You can handle this, and for much cheaper. I'm on my second lithium system using batteries from Amazon. My recent van build got a 300ah LiTime which is a fantastic performer so far. It was about $1k. The thousands of positive reviews talked me in to it. I'm currently finishing a 2nd lithium setup in my work rig, 560ah of Chins brand, also from Amazon. I went with 2 280ah because they were so cheap, $509 right now! I paid much more and still thought it was cheap, about $750 per IIRC.

All you need is to upgrade your battery and switch from an isolator between your chassis and van batteries to a DC to DC charger. You can probably skip the solar all together. Solar installs get expensive quick.

I have been very happy with the Kisae DCtoDC that was recommended to me by the electrical gurus here.

- Do you need an inverter? If not just get a simpler lithium AC charger (Noco or the like) and keep it topped up at home.
- How long do you need power when parked? This will entail a basic homework assignment of adding up your power needs. Not really hard to do, especially with so much info out there on mobile living nowadays. Avoid microwave/hair dryer/AC electric needs while camping and your battery will go a lot longer.
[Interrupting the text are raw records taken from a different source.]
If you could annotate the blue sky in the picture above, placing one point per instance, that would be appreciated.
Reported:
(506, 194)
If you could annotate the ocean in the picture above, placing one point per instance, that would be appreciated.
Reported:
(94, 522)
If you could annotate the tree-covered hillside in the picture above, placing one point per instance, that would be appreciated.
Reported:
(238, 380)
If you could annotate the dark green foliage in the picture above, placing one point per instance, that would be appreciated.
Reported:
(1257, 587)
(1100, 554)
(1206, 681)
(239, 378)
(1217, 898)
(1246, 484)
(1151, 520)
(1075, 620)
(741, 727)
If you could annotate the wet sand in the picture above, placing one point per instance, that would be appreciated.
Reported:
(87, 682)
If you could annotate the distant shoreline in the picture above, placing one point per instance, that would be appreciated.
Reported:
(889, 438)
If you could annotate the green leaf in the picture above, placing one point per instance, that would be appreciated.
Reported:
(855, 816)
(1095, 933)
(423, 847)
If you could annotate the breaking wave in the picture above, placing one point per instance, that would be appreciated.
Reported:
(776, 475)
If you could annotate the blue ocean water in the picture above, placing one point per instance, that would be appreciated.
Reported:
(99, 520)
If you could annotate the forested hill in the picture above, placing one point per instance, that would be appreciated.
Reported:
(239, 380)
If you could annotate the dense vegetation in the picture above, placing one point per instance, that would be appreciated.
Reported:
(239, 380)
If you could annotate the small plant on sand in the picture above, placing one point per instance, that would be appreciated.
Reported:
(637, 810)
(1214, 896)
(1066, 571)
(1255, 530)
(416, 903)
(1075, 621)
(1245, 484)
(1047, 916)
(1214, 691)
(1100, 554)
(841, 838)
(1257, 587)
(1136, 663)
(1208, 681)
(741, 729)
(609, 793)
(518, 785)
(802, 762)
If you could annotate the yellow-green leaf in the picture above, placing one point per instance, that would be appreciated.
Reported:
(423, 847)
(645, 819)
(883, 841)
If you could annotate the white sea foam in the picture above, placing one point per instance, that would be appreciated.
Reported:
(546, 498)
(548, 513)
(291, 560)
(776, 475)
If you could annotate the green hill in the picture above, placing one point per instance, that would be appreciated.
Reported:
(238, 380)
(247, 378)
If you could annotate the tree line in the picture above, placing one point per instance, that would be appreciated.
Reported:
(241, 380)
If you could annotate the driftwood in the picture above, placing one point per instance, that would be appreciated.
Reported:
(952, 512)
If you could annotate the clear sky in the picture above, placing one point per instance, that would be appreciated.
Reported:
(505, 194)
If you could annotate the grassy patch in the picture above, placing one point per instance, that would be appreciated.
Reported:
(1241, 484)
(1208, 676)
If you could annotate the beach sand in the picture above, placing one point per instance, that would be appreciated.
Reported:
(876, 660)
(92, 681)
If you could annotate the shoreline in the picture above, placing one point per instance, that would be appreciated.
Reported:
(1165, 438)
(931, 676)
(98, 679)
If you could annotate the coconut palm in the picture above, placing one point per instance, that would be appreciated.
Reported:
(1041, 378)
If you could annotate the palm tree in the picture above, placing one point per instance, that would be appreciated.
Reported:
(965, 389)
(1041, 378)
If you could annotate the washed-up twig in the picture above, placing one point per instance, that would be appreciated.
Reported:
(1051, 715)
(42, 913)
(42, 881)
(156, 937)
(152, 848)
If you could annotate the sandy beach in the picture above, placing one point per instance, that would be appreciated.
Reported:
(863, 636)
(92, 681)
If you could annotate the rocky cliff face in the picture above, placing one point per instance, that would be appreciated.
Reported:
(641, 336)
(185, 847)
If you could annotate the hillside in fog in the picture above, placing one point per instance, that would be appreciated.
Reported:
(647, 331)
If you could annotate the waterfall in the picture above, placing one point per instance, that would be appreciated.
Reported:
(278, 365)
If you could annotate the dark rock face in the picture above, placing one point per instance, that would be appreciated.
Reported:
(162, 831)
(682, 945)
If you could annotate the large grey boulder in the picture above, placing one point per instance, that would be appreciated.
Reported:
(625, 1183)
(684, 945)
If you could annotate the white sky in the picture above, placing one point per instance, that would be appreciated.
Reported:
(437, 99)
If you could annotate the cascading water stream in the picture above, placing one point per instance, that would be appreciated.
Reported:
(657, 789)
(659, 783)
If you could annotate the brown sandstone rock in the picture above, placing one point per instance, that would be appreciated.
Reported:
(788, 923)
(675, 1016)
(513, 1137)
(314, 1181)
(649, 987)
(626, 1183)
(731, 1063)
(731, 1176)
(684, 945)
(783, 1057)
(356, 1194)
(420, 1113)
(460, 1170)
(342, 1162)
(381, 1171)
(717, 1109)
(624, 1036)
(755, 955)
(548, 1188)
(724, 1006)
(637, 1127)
Assuming your present setup will allow a battery this size (It's lithium so best mounted inside the van) and that your wiring doesn't need to all be upgraded, though it's not expensive if it does, here is you a mostly complete system for less than a grand. Add some good quality DC breakers and get fancy with a shunt/monitoring system if you prefer and you're still out less than $500 more.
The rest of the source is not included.